About 3 million extra babies will be born each year after Beijing abolished its hugely controversial one-child policy to allow all couples to have two offspring, officials said yesterday.
Decades of strict, sometimes brutal enforcement left the world’s largest population — 1.37 billion people — aging rapidly and with a shrinking workforce that has heightened the challenges of slowing economic growth.
The rule change, announced after a key Chinese Communist Party meeting last month, is to allow 90 million more women a second child, National Health and Family Planning Commission Vice Minister Wang Peian (王培安) said.
However, half are aged between 40 and 49, he added, limiting their desire or ability to bear children.
Some might be “reluctant” to have more children, he said, while some might be “unable to give birth” even if they wanted to.
Before the change, 50 million women were already entitled to have a second baby under various exemptions — rural families whose first child is a girl, couples where one is an only child and ethnic minorities, he said.
The announcement of the change prompted speculation of a baby boom giving the economy a boost, but analysts said that many Chinese couples do not want more children, particularly given the expense, and the effects of the change remain unclear.

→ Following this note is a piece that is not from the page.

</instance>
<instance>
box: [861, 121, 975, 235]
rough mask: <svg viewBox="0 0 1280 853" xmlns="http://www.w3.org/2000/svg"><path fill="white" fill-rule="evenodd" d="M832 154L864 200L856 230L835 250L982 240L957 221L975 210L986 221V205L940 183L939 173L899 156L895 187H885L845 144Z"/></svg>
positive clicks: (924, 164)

Relatively few have taken up the opportunities presented by reforms allowing some people more children in recent years.
There were nearly 17 million births in China last year and Wang said the liberalization would see about 3 million more babies each year over the next five years.
It would add a total of about 30 million people to the labor force by 2050, he told a briefing.
“The across-the-board two-child policy in the short term would drive consumption for housing, education, healthcare, housekeeping and daily necessities, stimulate investment in relevant sectors and increase job offerings,” he said.
“It would have even stronger positive impact on economic expansion in the long run,” he said, adding China’s “potential growth rate” was expected to rise by 0.5 percentage points.
However, after the policy change was announced, economist Edward Hugh said: “There is a huge time lag, 15 years plus, before this has any impact.”